Mobile payment apps like PayPal, Venmo and Cash App have exploded in popularity in the last several years. Convenience, transaction speed, and flexibility across multiple smartphone types offer consumers an easier way to pay for services and split bills with friends and family. The pandemic further accelerated this ongoing shift toward a cashless future.
However, recent bank and crypto exchange failures highlight the risk of keeping your funds in accounts that exceed or simply lack FDIC insurance coverage. A recent report from the Consumer Financial Protection Bureau (CFPB) casts a spotlight on deposit risks among popular mobile payment apps, while explaining how consumers can hedge their risk of a collapse.
Funds in PayPal, Venmo, CashApp lack insurance
Earlier this year, the collapses of Silicon Valley, Signature and First Republic Banks highlighted the importance of federal deposit insurance offered through the FDIC or NCUA. These banks experienced catastrophic runs, but their insured depositors with account balances of up to $250,000 could have confidence their money was safe. However, similar protection would not be guaranteed to customers that store money on nonbank payment apps, as we saw from the near-total wipeout of FTX users after the giant crypto exchange collapsed last year.
The new CFPB report finds that billions of dollars stored in the top payment apps may lack the same federal insurance coverage that protects users of standard U.S. banks and credit unions from total ruin in a crisis.
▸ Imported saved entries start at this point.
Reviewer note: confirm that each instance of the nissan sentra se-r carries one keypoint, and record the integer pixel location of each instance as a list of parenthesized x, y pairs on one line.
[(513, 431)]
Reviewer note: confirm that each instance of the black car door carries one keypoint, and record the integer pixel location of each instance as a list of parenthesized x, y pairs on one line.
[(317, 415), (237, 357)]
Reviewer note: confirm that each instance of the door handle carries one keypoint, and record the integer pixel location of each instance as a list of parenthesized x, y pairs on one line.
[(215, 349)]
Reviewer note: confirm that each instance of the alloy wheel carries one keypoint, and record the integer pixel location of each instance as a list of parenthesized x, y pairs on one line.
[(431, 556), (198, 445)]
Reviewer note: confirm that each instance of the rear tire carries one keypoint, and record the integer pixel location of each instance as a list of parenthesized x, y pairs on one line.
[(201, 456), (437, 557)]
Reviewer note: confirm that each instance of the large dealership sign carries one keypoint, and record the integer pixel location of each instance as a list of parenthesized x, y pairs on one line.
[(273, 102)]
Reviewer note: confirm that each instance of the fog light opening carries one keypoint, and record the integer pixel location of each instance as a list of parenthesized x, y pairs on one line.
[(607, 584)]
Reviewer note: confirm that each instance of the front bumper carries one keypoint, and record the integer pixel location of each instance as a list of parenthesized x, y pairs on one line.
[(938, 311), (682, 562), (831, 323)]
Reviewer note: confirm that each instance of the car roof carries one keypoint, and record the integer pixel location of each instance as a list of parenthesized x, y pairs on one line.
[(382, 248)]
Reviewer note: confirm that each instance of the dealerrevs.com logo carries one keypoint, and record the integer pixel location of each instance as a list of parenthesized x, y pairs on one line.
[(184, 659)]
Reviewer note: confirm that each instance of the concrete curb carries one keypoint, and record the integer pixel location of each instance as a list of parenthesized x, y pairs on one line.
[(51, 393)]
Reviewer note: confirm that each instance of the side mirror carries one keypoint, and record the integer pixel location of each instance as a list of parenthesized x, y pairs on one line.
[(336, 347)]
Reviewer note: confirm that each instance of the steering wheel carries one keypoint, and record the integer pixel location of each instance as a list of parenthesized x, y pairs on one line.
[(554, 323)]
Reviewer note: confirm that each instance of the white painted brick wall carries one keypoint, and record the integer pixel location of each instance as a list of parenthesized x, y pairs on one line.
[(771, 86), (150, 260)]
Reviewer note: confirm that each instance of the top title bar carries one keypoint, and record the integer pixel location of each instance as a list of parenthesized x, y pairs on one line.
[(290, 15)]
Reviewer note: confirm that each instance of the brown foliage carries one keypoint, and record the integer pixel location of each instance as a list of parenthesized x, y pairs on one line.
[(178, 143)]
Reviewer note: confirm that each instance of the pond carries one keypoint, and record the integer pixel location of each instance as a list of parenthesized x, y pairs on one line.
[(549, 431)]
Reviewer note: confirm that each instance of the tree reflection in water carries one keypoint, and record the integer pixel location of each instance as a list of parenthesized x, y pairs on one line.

The CFPB report breaks down the deposit insurance representations of each major payment app provider. The table below illustrates the spotty or nonexistent status of insurance coverage across the payment app landscape:
The CFPB calculates that more than three quarters of U.S. adults have used a payment app. Users transacted roughly $893 billion in 2022 across all payment apps, and they're projected to increase transaction volume to $1.6 trillion by 2027. So the risks to users of disrupted funds access or insolvency will only grow into the future.
Next steps for payment app users
The CFPB offers several tips for payment app users to protect their funds from deposit risk:
Read the user agreement
The user agreement, as murky as it can be, should explain the app's basic business model, investment strategy and risk profile. Check if the payment app company keeps your money in a bank or credit union account or invests your money in loans and bonds. You may be surprised to learn that they earn interest on your money without passing any of it on to you, like a normal bank normally does. Also check for details on whether your money may be insured at a bank or credit union, as well as what happens in the case of the payment app’s collapse or bankruptcy.
Consider the offered "pass-through" insurance
Certain apps offer specific pass-through insurance, which protects you against the collapse of the bank or credit union where the company holds your funds. If you follow the insurance criteria, this can offer an additional layer of protection for app users. However, pass-through coverage explicitly doesn’t protect you against PayPal or another app failing. Even if your money is stored safely in an external, FDIC-backed bank during a payment app collapse, you could still experience significant delays in accessing your funds.
Move your money out regularly
Regularly transfer your existing balance from the payment app holding fund into your FDIC-insured linked funding account. Try to check your balance at least once per month to not miss any outstanding funds from that group dinner or grocery run. Use an app like Apple Reminders or Google Calendar to set up recurring nudges for yourself.